According to Datamonitor's Blomquist, as insurers consolidate and expand, agencies will keep pace. "So, in terms of technology," he says, "the larger agent networks, in many cases, will already have their own management systems in place, and insurers will need to cater to them."

The key to a successful carrier/producer relationship is partnering, according to Scott Hudson, partner, Bridge Strategy Group, a Chicago-based business advisory group. "The way to accomplish true integration with your producers, rather than dictating all of these technology and process requirements to the agency, is working in partnership with them, so even if you may not operate a wholly owned, dedicated distribution system, you are viewed as a meaningful partner to that organization and are aware of the requirements and constraints that are being made inside that agency," he explains.
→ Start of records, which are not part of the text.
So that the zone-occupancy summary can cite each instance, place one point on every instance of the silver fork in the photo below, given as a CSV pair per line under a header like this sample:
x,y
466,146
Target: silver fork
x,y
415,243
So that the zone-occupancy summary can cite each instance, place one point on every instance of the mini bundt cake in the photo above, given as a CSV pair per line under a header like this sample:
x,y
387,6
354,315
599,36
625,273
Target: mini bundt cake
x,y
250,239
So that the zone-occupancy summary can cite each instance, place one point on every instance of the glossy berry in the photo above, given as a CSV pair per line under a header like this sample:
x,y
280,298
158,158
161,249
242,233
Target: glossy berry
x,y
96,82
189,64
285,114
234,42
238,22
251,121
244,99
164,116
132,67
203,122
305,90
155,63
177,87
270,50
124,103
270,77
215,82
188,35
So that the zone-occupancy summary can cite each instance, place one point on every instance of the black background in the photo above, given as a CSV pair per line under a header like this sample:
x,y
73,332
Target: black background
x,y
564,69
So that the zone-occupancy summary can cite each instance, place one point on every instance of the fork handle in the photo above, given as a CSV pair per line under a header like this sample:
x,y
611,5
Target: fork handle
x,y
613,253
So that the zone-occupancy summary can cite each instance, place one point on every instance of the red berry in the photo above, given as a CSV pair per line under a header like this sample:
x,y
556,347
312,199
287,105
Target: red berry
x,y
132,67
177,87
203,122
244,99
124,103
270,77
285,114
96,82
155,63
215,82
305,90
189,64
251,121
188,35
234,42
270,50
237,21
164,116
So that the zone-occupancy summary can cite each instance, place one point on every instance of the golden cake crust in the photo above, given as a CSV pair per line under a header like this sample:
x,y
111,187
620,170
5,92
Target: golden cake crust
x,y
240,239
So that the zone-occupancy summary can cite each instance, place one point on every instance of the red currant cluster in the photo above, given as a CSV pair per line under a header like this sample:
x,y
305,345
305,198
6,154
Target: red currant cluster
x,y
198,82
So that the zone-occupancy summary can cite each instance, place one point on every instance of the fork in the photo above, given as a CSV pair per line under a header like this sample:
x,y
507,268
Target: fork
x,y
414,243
This type of integration affords the producer a holistic view of how the carrier runs its business, which can only benefit client relations, Hudson continues. "If you are an agent, you need not be directly involved in claims handling, but you do need to retain clients, so you must stay aware of the claims and underwriting processes to ensure that it is being handled in a fair and timely manner," he asserts.

Linking producers more closely to the claims and underwriting arms of the business means making claims and underwriting data readily available - and easy to transmit and receive. "We are focusing on IMOs that already have very extensive client management systems where they house data about their end customers," relates JPF's Creedon. "If we build our system with the ability to interface with that client management system, it eliminates duplicate efforts on the IMOs' part," she adds.

Standards Exchange

According to Russell Pass, partner, Bridge Strategy Group, one way to cultivate strong independent channel relations is with the use of industry standards. "Standards are an important tool because in dealing with multiple carriers, the last thing producers want is to have to interface differently with each carrier," he says.

The increasing use of standards can be seen throughout the industry, even with carriers that are less hard-pressed to become universally compatible. Appleton, Wis.-based Thrivent Financial for Lutherans ($65.4 billion in assets under management in 2004), which distributes life insurance, annuities and disability income insurance through a wholly owned wholesale channel, recently invested in New York-based relationship management software provider G2X's Agility:Insurance Web-based wholesaling application, which is built on ACORD industry standards.